I smile, and it takes every nerve and muscle in my body to do so.

“Of course,” I say. “Always.”


It is three thirty AM when he finally falls asleep again.

I sit on my side of the bed and stare down at his sleeping form, gently running my hoof over his damp hair. He has told me not to worry, that his temperature is normal now, and I double checked so I know it’s true. He has said he’ll be fine through the night, and that we’ll go get checked by a doctor tomorrow. He needs his rest, so I’m glad he’s asleep, but I know I’ll be up the rest of the night. Keeping watch. Here to scare death away if he comes scratching at our door again.

It’s all I can do.

My body occasionally shakes with crying, but I always swallow it down. I hurt for him, so much, knowing that this is what we’re both destined to go through over and over again. I love him, he loves me, and I wouldn’t want it to change at all other than to have us both be well. It’s a good relationship, and I feel an occasional swell of anger that experiences like these are regular footnotes that will continue on in the stories of our time together. And I also feel sorry I was ever angry at him. He’s got a fever, and my anger is misplaced and stupid, and he doesn’t deserve it. Now, after the fact, I almost hate myself for feeling it in the first place.
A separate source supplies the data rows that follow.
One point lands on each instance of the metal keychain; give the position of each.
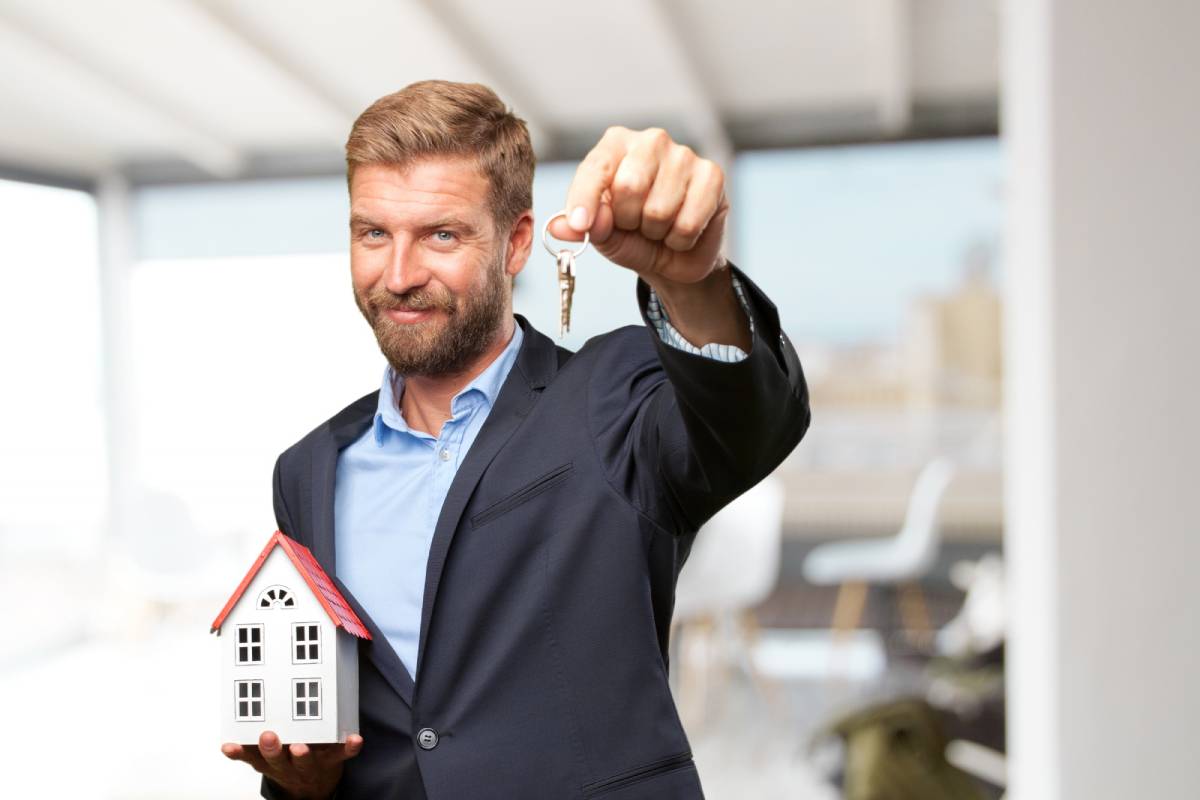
(565, 274)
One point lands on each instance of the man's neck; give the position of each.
(425, 402)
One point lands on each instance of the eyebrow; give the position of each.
(358, 220)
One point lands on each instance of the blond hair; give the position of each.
(443, 118)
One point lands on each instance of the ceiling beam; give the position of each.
(187, 137)
(701, 115)
(895, 66)
(340, 108)
(479, 52)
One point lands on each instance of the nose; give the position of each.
(405, 270)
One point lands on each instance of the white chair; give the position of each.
(900, 560)
(733, 566)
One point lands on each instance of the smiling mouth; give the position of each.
(407, 317)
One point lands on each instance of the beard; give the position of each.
(461, 329)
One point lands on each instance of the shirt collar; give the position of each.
(485, 386)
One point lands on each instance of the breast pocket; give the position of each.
(527, 492)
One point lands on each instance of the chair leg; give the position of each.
(915, 613)
(847, 611)
(695, 645)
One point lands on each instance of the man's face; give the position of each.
(427, 266)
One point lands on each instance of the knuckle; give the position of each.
(655, 212)
(683, 155)
(657, 137)
(687, 229)
(630, 184)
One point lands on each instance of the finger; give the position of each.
(667, 193)
(353, 746)
(705, 193)
(273, 751)
(594, 175)
(249, 755)
(635, 176)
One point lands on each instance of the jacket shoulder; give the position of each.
(361, 408)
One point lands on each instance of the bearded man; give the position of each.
(508, 517)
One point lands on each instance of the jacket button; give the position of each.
(427, 738)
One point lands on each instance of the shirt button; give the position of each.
(427, 738)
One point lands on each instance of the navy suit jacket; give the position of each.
(550, 585)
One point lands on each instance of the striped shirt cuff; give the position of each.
(727, 353)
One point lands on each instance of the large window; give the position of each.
(305, 643)
(306, 698)
(250, 644)
(249, 703)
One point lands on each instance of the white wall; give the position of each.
(1102, 126)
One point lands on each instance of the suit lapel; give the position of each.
(535, 366)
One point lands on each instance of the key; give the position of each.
(565, 289)
(565, 259)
As I sit there looking down at him, I still see my slumbering superhero. This doesn’t change the way I look at him, the way I love him. He’s the same person he’s always been, my Anon, my dear, sweet, strong Anon. And I still know that, when I’m afraid, I’ll still ask him the scare the monsters out from underneath our bed.
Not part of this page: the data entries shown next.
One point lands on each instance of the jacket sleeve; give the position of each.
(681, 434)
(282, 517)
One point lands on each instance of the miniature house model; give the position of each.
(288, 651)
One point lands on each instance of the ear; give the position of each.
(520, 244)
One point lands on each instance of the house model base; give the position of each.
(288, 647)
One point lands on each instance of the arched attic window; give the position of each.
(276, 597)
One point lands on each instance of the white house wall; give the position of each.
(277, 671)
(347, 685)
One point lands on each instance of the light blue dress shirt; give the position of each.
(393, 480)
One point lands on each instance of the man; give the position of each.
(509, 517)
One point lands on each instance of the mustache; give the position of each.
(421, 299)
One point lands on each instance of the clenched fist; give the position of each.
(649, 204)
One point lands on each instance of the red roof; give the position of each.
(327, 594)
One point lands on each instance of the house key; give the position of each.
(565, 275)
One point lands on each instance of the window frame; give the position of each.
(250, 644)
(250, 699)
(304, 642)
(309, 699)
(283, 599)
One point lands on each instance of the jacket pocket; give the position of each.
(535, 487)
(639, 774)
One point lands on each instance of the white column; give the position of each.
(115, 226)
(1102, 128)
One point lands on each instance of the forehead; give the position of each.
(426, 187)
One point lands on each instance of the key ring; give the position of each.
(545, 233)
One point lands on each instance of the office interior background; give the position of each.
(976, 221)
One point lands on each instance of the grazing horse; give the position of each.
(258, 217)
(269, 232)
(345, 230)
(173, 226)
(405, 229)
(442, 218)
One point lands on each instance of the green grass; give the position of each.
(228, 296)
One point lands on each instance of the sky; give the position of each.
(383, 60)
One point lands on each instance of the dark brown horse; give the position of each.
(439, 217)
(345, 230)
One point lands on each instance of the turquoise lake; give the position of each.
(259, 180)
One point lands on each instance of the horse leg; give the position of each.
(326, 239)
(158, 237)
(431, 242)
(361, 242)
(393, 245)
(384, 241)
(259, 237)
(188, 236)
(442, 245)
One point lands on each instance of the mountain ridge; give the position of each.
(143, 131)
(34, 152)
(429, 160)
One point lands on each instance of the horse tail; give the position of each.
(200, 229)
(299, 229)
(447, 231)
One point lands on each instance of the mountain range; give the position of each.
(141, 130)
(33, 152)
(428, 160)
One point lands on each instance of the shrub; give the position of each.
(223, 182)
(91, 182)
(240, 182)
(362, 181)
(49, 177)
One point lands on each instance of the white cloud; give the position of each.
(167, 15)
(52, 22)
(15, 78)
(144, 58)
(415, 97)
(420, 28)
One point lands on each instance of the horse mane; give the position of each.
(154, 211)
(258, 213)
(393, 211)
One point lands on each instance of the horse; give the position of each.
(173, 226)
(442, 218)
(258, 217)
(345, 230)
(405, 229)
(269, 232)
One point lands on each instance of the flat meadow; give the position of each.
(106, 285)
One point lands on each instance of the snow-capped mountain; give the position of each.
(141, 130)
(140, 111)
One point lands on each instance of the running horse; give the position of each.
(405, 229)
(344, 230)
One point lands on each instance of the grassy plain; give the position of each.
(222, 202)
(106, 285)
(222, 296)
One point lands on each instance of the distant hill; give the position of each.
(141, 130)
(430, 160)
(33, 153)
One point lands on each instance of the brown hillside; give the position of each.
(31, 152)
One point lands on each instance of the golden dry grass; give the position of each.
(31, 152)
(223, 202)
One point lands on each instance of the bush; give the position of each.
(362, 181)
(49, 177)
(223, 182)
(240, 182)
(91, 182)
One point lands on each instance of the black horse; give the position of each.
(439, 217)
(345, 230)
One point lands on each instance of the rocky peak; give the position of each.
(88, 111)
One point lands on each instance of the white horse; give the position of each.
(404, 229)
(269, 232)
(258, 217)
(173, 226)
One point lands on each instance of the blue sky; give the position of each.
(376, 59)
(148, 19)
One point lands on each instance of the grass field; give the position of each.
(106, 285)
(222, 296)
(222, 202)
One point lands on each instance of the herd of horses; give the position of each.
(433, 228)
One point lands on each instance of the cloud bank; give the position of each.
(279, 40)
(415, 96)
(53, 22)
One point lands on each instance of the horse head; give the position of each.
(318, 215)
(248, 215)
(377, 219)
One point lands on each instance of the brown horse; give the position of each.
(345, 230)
It's Just that as he's lying there, peacefully, he’s deceptive in a way. I never for an instant forget that my body is broken. I can never forget that I can sense it dying around me like a shell I can’t shed. I can pretend, sure, but I never really forget. But with him, my life is so good and so wonderful, full of joy and new experiences. It barely feels real, like I might be dreaming and horrifyingly wake up to find I’m alone again, as I always have been.

It’s all so seductively deceptive, my dearest Anon, that sometimes I have a brief, blissful moment where I forget you are sick.

I won’t forget tonight. Maybe ever again.